İşte bunun gibi, siyer kitaplarında daha başka cüz'iyatları var. Fakat bu nümuneler asıl maksada kâfidir.[1]
DOKUZUNCU MİSAL: Resul-i Ekrem aleyhissalâtü vesselâm, bazı zâtların başını ve yüzünü mübarek eliyle meshedip dua ettikten sonra zâhir olan harikaların çok cüz'iyatından, iştihar bulmuş birkaçını nümune olarak beyan ediyoruz.
Birincisi: Umeyr ibni Sa'd'ın başına elini sürmüş, dua etmiş. Seksen yaşında o adam, o duanın bereketiyle, öldüğü vakit başında beyaz yoktu.[2]
İkincisi: Kays ibni Zeyd'in başına elini koyup, meshedip dua etmiş. O duanın bereketiyle, yüz yaşına girdiği vakit, meshin tesiriyle, bütün başı beyaz, yalnız Resul-i Ekrem aleyhissalâtü vesselâmın elini koyduğu yer simsiyah olarak kalmış.[3]
Üçüncüsü: Abdurrahman ibni Zeyd ibni'l-Hattab, hem küçük, hem çirkindi. Resul-i Ekrem aleyhissalâtü vesselâm eliyle başını meshedip dua etmiş. O duanın bereketiyle, kametçe en bâlâ kamet ve suretçe en güzel bir surete girmiş.[4]
Dördüncüsü: Âiz ibni Amr'ın gazve-i Huneyn'de yüzü yaralanmış. Resul-i Ekrem aleyhissalâtü vesselâm, eliyle yüzündeki kanı silmiş. Resul-i Ekrem aleyhissalâtü vesselâmın elinin temas ettiği yer, parlak bir nuraniyet vermiş ki, muhaddisler كَغُرَّةِ الْفَرَسِ tabir etmişler. Yani, "doru atın alnındaki beyaz gibi," temas yeri öyle parlıyordu.[5]

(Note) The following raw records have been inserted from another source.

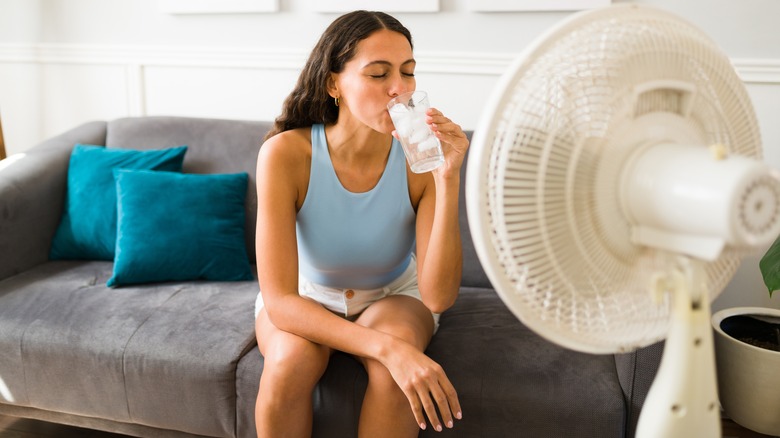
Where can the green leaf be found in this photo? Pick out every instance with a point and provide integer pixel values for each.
(770, 267)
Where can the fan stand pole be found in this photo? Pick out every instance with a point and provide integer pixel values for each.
(683, 400)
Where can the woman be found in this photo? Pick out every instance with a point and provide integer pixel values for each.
(339, 212)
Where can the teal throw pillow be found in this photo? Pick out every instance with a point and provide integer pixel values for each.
(178, 227)
(87, 230)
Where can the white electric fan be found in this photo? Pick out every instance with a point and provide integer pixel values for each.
(613, 185)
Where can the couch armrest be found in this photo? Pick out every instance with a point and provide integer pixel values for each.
(636, 372)
(32, 193)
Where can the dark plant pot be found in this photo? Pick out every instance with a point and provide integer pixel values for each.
(748, 374)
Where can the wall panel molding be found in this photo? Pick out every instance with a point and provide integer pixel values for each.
(751, 70)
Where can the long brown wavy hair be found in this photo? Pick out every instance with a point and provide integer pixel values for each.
(309, 102)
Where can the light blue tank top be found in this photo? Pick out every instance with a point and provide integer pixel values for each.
(354, 240)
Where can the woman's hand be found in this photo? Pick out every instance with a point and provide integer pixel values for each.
(425, 385)
(453, 140)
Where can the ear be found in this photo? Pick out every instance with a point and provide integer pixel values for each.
(333, 90)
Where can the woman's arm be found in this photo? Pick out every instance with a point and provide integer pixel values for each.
(439, 252)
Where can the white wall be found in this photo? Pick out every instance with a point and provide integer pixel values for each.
(66, 62)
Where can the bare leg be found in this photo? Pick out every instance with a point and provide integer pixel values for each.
(386, 411)
(292, 367)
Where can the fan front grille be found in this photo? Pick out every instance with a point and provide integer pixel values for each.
(562, 245)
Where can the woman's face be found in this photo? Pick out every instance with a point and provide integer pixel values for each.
(382, 68)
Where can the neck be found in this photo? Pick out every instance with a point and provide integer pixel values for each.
(357, 143)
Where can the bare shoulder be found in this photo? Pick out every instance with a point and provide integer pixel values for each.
(286, 147)
(285, 161)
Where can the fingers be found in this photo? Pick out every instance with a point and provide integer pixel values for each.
(428, 396)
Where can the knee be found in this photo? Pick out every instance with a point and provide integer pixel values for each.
(380, 380)
(295, 365)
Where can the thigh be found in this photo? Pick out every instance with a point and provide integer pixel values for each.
(402, 316)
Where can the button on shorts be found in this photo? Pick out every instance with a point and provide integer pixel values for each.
(350, 303)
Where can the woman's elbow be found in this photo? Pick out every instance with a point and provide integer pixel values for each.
(441, 304)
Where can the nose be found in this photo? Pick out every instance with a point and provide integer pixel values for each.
(398, 86)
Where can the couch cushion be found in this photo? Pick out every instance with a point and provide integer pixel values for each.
(215, 146)
(157, 355)
(179, 227)
(510, 381)
(62, 334)
(88, 227)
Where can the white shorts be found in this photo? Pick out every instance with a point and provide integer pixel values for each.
(350, 303)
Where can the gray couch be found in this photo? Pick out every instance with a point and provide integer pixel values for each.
(179, 359)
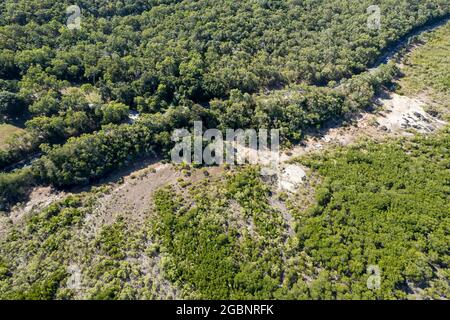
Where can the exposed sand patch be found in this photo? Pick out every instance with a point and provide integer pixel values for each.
(39, 198)
(402, 113)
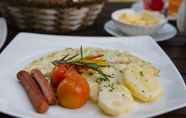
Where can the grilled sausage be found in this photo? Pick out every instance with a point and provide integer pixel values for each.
(33, 91)
(45, 87)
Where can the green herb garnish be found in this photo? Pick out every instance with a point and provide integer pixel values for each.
(95, 65)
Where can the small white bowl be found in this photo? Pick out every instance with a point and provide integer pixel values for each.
(133, 29)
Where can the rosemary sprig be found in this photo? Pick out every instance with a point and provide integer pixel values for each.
(83, 63)
(81, 52)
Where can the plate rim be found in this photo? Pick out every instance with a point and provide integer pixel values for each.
(4, 31)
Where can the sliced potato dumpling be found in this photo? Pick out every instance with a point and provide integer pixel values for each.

Beşincisi: Katâde İbni Selmân'ın yüzüne elini sürmüş, dua etmiş. Katâde'nin yüzü âyine gibi parlamaya başlamış.[6]
Altıncısı: Ümmülmü'minîn Ümmü Seleme'nin kızı ve Resul-i Ekrem aleyhissalâtü vesselâmın üvey kızı Zeynep'e, küçükken, Resul-i Ekrem aleyhissalâtü vesselâm onun yüzüne abdest suyu atıp taltif etmiş. O suyun temasından sonra, Zeynep'in hüsün ve cemâli acip suret almış, bedîülcemâl olmuş.[7]